The court acknowledged that “there is no rigid formula for deciding when an employee qualifies as a minister.” But the inquiry focuses on “the actual functions of the employees said to be within the exception,” and considers “whether they are ordained, teach religion to other members, or perform duties that are primarily religious in nature.” (per Bohnert v. Roman Catholic Archbishop, 136 F. Supp. 3d 1094 (N.D. Cal. 2015).

The court concluded:

Plaintiff applied for the position of “Worship Pastor.” The qualifications included “a Pastor’s heart,” actively “pastoring” to the community, an understanding of the “philosophy of worship” and the “ability to lead musical worship.” These allegations establish that the job and duties at issue hold “ecclesiastical significance” and are similar to the “paradigmatic application of the ministerial exception to the employment of an ordained minister… .”

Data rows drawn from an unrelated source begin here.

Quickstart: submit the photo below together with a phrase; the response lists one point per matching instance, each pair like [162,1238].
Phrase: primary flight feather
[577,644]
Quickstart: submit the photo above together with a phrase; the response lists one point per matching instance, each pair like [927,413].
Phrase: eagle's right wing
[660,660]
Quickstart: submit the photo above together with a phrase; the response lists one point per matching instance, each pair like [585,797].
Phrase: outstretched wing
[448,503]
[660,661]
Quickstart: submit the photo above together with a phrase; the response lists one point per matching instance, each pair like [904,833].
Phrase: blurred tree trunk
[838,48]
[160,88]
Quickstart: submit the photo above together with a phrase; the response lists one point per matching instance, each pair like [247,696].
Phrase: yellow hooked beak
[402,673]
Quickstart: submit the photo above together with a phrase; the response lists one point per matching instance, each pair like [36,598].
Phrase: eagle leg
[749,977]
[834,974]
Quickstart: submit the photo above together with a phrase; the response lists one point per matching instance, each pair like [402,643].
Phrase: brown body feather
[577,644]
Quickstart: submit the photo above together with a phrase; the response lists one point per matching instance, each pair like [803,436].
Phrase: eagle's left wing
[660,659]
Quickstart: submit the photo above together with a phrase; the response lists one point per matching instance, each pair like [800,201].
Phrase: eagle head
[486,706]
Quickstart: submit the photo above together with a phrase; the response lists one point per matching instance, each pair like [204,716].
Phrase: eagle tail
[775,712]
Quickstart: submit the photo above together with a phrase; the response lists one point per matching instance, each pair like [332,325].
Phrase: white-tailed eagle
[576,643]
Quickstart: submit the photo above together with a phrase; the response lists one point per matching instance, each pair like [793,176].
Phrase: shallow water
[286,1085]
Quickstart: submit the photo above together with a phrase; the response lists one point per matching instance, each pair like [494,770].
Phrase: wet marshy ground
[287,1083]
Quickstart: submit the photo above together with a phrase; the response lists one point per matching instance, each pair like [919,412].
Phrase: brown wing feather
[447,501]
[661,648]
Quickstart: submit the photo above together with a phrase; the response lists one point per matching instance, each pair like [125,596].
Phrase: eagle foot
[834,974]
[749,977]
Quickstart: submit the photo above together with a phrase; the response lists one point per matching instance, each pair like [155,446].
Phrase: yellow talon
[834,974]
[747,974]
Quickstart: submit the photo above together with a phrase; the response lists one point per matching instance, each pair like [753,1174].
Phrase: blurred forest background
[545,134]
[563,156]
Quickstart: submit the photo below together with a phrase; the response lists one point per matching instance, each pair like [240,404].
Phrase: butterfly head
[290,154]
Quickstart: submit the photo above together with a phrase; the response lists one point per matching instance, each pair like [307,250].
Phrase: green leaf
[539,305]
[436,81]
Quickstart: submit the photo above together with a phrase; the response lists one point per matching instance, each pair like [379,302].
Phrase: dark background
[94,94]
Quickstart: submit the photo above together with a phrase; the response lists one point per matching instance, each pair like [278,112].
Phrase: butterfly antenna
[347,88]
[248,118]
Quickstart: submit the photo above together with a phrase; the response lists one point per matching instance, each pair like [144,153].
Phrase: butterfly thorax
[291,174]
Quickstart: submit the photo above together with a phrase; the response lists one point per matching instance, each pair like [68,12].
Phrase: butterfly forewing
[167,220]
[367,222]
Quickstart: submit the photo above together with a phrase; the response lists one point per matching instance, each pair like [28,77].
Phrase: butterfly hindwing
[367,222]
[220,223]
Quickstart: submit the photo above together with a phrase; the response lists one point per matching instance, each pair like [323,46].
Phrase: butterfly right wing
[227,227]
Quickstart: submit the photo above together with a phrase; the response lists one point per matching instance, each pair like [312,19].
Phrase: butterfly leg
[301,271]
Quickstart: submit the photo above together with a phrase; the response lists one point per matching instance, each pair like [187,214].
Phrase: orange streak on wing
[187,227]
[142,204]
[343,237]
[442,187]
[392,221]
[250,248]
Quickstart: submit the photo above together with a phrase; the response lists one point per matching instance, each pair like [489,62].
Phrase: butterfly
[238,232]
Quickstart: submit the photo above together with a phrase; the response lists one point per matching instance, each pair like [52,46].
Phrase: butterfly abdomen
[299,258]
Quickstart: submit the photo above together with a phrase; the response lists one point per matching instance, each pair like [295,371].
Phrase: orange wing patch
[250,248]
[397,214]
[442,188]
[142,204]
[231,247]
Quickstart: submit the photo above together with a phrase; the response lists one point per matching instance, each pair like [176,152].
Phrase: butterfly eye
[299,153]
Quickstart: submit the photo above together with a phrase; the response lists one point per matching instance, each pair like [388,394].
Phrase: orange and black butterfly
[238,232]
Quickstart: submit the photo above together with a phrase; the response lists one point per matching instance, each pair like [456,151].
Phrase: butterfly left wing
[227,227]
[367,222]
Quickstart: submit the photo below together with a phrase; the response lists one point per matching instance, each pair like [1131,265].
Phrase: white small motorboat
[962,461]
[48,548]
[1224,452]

The Supreme Court has emphasized that when analyzing whether an employee qualifies as a minister, “what matters, at bottom, is what an employee does.” (per Our Lady of Guadalupe School v. Morrissey-Berru, 140 S.Ct. 2049 (2020)).

The allegations show that the “Worship Pastor” is meant to engage in “important religious functions” including leading others in worship and pastoring to the community… . The Court finds [the church] sought to hire for a role that falls under the ministerial exception. Accordingly, [the church] has “the authority to select and control who will minister to the faithful… .” The court dismisses Plaintiff’s Title VII claims as barred under the ministerial exception.

What this means for churches

Now let’s expand upon the three important ideas offered at the outset of this article.

1. The idea that the powerful ministerial exception doctrine can apply to state-level anti-discrimination employment laws

The Plaintiff asserted an appeal that the ministerial exception under Title VII only applies to federal cases, not state cases like this one. The court rejected this position, noting:

Plaintiff argues the ministerial exception does not apply to his state law claims because [the church has] not provided a case that applies the exception to Oregon’s anti-discrimination laws. The ministerial exception derives from Supreme Court case law interpreting the First Amendment to the United States Constitution. It thus applies to state law claims… . [The exception is] applicable to any state law cause of action that would otherwise impinge on the church’s prerogative to choose its ministers or to exercise its religious beliefs in the context of employing its ministers. Thus, any claim … that would require the church to employ [a minister] would interfere with the church’s constitutionally protected choice of its ministers, and thereby “would run afoul of the Free Exercise Clause.” (per Puri v. Khalaa, 844 F.3d 1152 (9th Cir. 2017)).

2. The idea that the ministerial exception can apply to ministers and religious teachers, regardless of whether the individual is a prospective hire, employed, or no longer employed by the church.

Previous cases regarding the ministerial exception usually involve ministers—or individuals who fulfill important religious duties through their roles—who are either employed by a church or recently dismissed by a church. As this case illustrates, the legal doctrine also applies to individuals during the application and selection phases for open roles.

3. The idea that churches can use the ministerial exception as an affirmative defense

The court concluded that the ministerial exception is an affirmative defense.

Generally, affirmative defenses to a lawsuit must be pleaded in a defendant’s response to a lawsuit or they are waived.

The ministerial exception’s status as an affirmative defense is not known by some attorneys who deal infrequently with church litigation. Therefore, it would be wise for church leaders to share this important point with the church’s attorney in any lawsuit in which the church will plead the ministerial exception.

A failure to do so may result in a loss of the exception.

Chris v. Kang, 2022 WL 2967455 (D. Ore. 2022).